La respuesta del parlamento nacional al asedio que sufren los tanqueros petroleros en las costas venezolanas por parte de las fuerzas navales norteamericanas no se hizo esperar, ayer la AN aprobó, en primera discusión, el Proyecto de Ley para garantizar las libertades de navegación y comercio frente a la piratería, bloqueos y otros actos ilícitos internacionales.
La contundente reacción legislativa también es una» necesidad urgente», para «proteger la economía nacional y el nivel de vida del pueblo ante las acciones hostiles de la administración estadounidense».

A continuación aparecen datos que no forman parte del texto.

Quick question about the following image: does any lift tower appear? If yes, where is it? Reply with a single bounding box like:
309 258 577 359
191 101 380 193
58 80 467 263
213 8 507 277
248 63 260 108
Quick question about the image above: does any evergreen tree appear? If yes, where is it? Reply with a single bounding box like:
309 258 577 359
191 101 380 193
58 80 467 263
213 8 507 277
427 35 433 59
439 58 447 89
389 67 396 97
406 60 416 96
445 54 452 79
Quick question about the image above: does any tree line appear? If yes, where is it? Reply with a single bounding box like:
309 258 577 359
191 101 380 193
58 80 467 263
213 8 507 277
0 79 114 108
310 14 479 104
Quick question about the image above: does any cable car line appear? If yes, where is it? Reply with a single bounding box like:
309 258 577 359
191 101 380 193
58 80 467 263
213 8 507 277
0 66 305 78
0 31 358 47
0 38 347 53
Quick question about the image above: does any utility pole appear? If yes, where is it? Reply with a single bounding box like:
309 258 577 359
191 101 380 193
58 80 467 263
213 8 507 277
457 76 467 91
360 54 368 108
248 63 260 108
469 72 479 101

El diputado Giuseppe Alessandrello fue quien, en una sesión extraordinaria, afirmó » que Venezuela no permitirá que se erosionen sus relaciones comerciales ni que se viole su soberanía en aguas territoriales mediante tácticas de piratería moderna».

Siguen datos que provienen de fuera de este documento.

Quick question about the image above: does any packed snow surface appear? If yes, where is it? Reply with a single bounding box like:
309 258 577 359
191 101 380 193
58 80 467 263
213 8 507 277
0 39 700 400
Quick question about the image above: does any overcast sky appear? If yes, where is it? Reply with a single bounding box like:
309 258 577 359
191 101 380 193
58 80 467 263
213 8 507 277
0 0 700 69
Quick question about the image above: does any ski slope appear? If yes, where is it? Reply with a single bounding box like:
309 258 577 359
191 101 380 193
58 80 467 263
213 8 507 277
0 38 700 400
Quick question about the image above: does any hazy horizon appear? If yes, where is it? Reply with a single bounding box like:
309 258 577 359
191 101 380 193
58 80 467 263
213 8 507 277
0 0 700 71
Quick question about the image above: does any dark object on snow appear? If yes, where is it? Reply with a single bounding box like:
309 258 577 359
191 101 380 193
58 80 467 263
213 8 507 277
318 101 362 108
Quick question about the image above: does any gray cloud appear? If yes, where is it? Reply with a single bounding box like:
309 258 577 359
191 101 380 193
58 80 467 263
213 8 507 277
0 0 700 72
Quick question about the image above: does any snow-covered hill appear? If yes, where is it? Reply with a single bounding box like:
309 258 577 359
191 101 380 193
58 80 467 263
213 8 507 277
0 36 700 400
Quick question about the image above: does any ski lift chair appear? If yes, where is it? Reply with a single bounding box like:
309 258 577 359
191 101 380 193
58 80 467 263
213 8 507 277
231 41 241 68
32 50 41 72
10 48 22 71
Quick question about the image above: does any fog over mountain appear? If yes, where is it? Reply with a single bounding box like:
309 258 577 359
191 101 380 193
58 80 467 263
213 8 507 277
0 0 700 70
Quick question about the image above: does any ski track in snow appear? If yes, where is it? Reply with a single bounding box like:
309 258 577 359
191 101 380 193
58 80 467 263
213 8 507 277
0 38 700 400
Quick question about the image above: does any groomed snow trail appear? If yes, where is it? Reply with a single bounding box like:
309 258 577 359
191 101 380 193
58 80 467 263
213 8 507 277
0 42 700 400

La citada ley está conformada por 11 artículos y dos capítulos y en los que se establece un riguroso marco sancionatorio para los connacionales que colaboren con el asedio extranjero que sufre el país.
Entre las sanciones contempladas se encuentran hasta 20 años de prisión «para aquellos que apoyen o ejecuten actos considerados como piratería o bloqueos ilícitos».
Pero además se establecen millonarias multas que oscilan entre 100.000 y 1.000.000 de veces el tipo de cambio de mayor valor publicado por el Banco Central de Venezuela (BCV).
Y aunque las sanciones son severas, las razones son válidas: el objetivo de esta nueva ley es evitar que el secuestro de buques o carga afecte la estabilidad alimentaria y energética del país. Además, está ajustada a los tratados internacionales globales firmados por la República y que velan por la libre navegación tales como la Convención de Ginebra sobre la Alta Mar ( de 1958); el Convenio para la Represión de Actos Ilícitos contra la Seguridad de la Navegación Marítima (de 1988) y la propia Carta de las Naciones Unidas.